And what was that simmering on the wood stove?

Indeed, the rightfully famous vegetarian groentesoep, vegetable soup.

But really we hadn´t come for neither cars not soup, but to marvel at more machines, in and outside the workshop. One is the Phil spoke machine, which cuts too long spokes and rolls new threads in them in one go. Marten says that its the single most expensive piece of machinery in his workshop, but well worth it. Here it is:

You insert the spoke into a little hole

crank the lever

and the machine cuts the spoke to the pre-set length and rolls a new thread in seconds.

But this marvel also contains the smoking gun: Who believes that Phil is US made?

Me no longer 🙂

And some more bits and pieces:

Like this candlestick cleverly made from wrecked SON parts:

Or other SON items like this demonstrator or special new equipment:

It´s all quite fascinating, but with Marten being the SON importer for the Netherlands, he´s just the chap to ask for viewing things like that.

More nice items, like this derailleur demonstrator use in sleutelcursussen, repair classes for members of a long distance cycling club.

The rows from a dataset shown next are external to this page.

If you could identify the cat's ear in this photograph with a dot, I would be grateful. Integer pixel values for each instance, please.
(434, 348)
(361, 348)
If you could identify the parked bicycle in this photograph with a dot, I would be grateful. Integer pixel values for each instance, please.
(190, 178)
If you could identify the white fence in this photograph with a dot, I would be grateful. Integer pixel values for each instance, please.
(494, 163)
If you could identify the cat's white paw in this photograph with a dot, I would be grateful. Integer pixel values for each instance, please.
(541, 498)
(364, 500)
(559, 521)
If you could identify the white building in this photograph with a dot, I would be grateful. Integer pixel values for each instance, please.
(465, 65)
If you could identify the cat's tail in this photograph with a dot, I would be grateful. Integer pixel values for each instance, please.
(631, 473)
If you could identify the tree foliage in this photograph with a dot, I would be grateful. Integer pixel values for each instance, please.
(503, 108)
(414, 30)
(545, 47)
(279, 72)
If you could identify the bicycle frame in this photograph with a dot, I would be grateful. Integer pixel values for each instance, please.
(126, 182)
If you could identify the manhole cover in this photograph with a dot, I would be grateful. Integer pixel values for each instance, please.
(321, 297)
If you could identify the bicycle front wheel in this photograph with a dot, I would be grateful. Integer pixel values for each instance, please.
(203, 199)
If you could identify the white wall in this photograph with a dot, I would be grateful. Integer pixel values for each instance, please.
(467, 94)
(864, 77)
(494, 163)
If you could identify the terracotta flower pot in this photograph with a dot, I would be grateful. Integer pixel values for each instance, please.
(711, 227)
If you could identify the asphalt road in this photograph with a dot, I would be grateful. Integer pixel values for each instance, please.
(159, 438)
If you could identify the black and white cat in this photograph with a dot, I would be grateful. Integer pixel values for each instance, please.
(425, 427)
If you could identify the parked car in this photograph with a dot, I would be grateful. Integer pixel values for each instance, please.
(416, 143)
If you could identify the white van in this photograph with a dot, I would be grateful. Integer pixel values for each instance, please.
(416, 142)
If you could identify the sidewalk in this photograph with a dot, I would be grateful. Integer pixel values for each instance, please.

Marten made the demonstrator himself, and I just love it.

You can take the lever and the cable off in seconds, and everything is super well made and clear for beginners.

However, Marten is also involved in the history of great bicycles, and here we had the opportunity to scrutinize an early and famous titanium frameset:

Books – there were some quite exciting ones to be leafed through.

And of course visitors brought some rather nice bikes. The Copenhagen Pedersen is Marten´s, but the Koga was ridden from Groningen:

As M-Gineering also sell Airnimals, there was a very nice specimen on display too.

More examples of Marten´s raw materials and what he makes of them:

One last look at a really, really nice bike a customer brought, the one with the USB plug, actually,

and then we had to take our leave for another year, driving along the straight canal, drawn with a ruler into the flat landscape.

 On the way back we chanced upon this apparatus:

Here´s the car with the cycle bell. And: Does anyone have any idea what the flap in the bonnet is for?

So here we are, stuck with another year´s worth of waiting for the 2018 edition of Tubes and Coffee.